Melansir Alarabiya News pada Selasa (25/3/2025), mengutip rancangan undang-undang yang menunggu persetujuan di parlemen, bandara tersebut akan dibangun di kota Nevatim, sekitar 65 kilometer, kurang dari satu jam perjalanan dari perbatasan Gaza dan berdekatan dengan pangkalan udara militer di gurun Negev yang menjadi rumah bagi jet tempur F-35.
Bandara baru tersebut, sekitar 132 kilometer dari Tel Aviv, direncanakan dibangun dalam tempo tujuh tahun. Nantinya, bandara tersebut bisa menampung 15 juta penumpang setiap tahunnya.
Proyek itu digadang-gadang untuk membantu mengurangi kemacetan lalu lintas di Bandara Ben Gurion Tel Aviv. Selain itu, diharapkan mampu meningkatkan perekonomian di wilayah selatan negara itu dengan menciptakan sekitar 50.000 lapangan pekerjaan, khususnya bagi masyarakat Bedouin di sekitarnya.
Menuai Polemik
Namun, militer dan lembaga keamanan Israel menentang proyek tersebut karena kedekatannya dengan pangkalan udara.

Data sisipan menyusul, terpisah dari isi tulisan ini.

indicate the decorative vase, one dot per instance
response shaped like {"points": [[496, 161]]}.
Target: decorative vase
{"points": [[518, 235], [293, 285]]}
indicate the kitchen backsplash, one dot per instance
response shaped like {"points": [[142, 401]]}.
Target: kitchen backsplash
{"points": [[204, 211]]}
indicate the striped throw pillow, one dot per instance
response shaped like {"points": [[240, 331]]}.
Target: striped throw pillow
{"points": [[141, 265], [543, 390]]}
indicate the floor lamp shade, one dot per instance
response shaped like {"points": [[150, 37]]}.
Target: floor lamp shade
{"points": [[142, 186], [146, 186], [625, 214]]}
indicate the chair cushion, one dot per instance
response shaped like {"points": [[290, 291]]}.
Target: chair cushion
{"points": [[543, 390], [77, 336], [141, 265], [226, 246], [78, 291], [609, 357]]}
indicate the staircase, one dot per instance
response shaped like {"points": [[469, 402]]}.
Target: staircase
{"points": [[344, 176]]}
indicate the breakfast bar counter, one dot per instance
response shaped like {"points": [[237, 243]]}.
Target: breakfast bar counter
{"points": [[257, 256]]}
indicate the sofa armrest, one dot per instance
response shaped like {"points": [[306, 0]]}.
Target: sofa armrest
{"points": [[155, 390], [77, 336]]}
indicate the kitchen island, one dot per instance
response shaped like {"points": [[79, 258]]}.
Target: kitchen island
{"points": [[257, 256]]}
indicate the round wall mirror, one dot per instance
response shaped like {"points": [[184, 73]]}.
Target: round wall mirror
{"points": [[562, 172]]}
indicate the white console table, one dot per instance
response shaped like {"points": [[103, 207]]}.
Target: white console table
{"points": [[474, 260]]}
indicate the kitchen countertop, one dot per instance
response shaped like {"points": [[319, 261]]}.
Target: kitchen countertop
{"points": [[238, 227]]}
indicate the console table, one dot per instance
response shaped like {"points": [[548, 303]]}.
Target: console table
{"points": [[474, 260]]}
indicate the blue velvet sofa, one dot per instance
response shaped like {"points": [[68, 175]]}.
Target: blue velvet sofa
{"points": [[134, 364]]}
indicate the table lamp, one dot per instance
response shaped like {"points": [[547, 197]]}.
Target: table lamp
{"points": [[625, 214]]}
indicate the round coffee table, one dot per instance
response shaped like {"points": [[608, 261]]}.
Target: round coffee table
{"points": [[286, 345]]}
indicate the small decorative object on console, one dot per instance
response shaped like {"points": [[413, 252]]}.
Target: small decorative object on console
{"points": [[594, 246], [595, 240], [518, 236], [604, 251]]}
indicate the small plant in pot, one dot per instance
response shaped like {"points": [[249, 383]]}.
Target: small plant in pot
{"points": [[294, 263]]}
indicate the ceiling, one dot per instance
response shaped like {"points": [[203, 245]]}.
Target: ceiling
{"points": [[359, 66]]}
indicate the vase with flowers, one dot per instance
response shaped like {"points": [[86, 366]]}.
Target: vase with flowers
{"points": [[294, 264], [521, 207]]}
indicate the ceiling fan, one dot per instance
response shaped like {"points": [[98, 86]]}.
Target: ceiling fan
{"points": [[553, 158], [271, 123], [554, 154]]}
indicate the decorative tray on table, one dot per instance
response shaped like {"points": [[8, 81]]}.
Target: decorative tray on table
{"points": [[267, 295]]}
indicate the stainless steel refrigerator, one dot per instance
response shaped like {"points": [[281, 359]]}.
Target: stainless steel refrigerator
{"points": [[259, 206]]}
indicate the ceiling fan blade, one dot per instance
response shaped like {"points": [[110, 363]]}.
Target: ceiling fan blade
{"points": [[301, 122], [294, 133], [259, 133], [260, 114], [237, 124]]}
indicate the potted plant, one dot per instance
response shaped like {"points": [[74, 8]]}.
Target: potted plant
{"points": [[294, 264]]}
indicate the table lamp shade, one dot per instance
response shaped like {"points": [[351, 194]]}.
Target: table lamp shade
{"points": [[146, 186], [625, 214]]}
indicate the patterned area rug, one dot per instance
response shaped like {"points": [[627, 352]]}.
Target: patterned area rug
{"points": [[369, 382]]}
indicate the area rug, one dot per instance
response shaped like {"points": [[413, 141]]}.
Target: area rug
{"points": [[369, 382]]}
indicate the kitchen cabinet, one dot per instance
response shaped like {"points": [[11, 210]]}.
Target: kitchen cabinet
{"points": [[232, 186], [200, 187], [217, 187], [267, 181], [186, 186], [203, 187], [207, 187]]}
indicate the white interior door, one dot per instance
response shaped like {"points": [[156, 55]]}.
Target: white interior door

Ben Gurion adalah gerbang udara utama Israel dan berkapasitas 40 juta penumpang per tahun. Bandara tersebut hampir mencapai batasnya, menurut komite tersebut, mengutip data yang menunjukkan 80 juta orang diperkirakan akan melewati bandara tersebut pada tahun 2050.
Pada tahun 2019, Israel membuka Bandara Ramon di dekat kota resor Laut Merah Eilat di ujung selatan Israel, di perbatasan dengan Yordania dan Mesir. Sebelum perang dengan Hamas, sejumlah maskapai asing seperti Ryanair mengoperasikan penerbangan dari Eropa ke Ramon.
Saat ini, bandara tersebut sebagian besar digunakan untuk penerbangan domestik. Sebagian besar maskapai internasional telah berhenti terbang ke Israel karena perang di Gaza, tetapi banyak dari mereka kini telah melanjutkan penerbangan.